Reading Comments

On the course calendar, one reading per lecture is marked with a bold (C) symbol. For each of these papers, students are expected to submit brief comments about its strengths, its weaknesses, and the questions it raises. Don't summarize the whole paper; focus on issues you find most interesting. Your plain text review should have the following format:

The Good
1-2 sentences. What is the most exciting or interesting model, idea, or technique described here? Why is it important? Don't just copy the abstract - what do you think?
The Bad
1-2 sentences. What is the biggest weakness of this method, model, or algorithm? Problems may include weak empirical validation, missing theory, unacknowledged assumptions, applicability to a narrow range of problems, or ...
The Ugly
1-2 sentences. What didn't you fully understand? What would you like to see explained or discussed in class? Feel free to highlight unclear sections, steps you didn't follow, assumed background knowledge you don't have, or ...

All comments should be posted to the course's Google discussion group, brown.course.csci.2950p.2011-fall.s01, by 8:00am on the day that paper is presented. Late comments will not be given credit, but students can skip comments for four readings over the course of the semester without penalty. When posting your comments, please reply to the thread created by the instructor for that particular reading. Comments are moderated, and will be posted to other class members after the submission deadline. Registered students are automatically members of this private group.

Reading Presentations

For each class, the discussion will be divided into three 25-minute segments. Each segment will focus on either a single conference paper, or part of a longer paper. Students should expect to give an overview presentation, and lead discussion, for two of these segments. Prof. Sudderth will lecture for the remainder of the class meeting time.

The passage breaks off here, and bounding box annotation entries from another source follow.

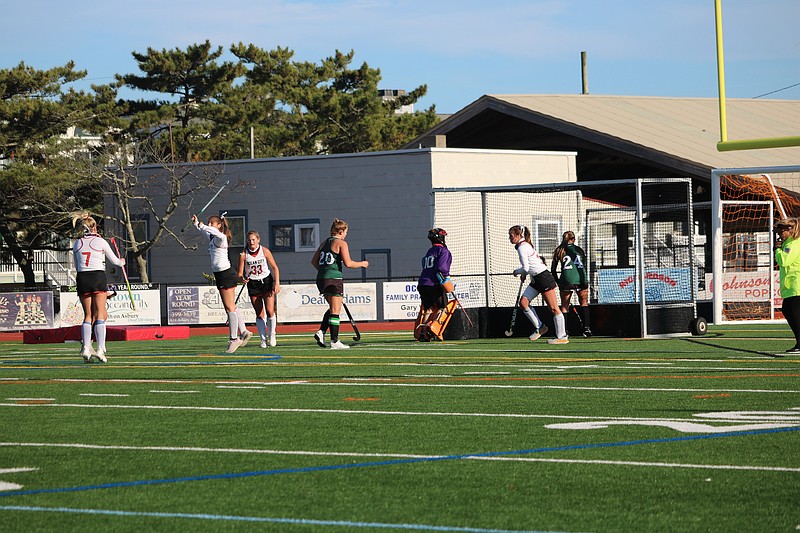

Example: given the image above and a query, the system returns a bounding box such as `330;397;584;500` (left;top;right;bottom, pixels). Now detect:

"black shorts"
247;274;275;298
417;285;447;309
317;278;344;296
76;270;108;296
214;267;239;290
530;270;558;294
558;278;589;292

Do not try to quickly go through every detail - focus on describing the key concepts clearly. After class, each presenter should send the instructor the slides or notes used in their presentation. These will be posted on the course webpage.

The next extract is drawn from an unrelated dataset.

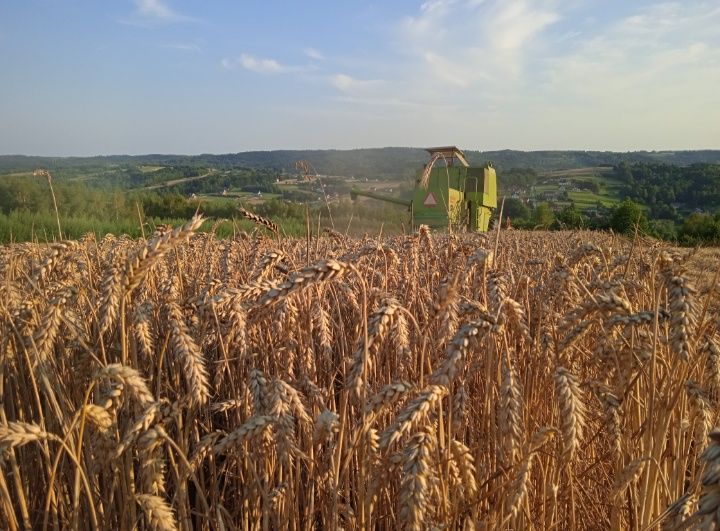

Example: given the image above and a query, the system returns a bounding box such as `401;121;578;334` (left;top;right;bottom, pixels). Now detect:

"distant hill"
0;147;720;178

You are of course welcome to reuse figures and derivations from the readings in your presentations. For some papers, the authors may have useful talk slides posted online. You can make use of these, but you are expected to provide your own perspective on the material, and should not just present an "old" talk unchanged. Any external sources used in your presentation must also be credited with an explicit citation.

Final Projects

The final project will count towards 70% of overall grades. Of these points, 10% will be based on a 1-3 page project proposal, due on November 7; 20% will be based on a short oral presentation, given on December 9; and 40% will be based on a technical report describing the results, due in December.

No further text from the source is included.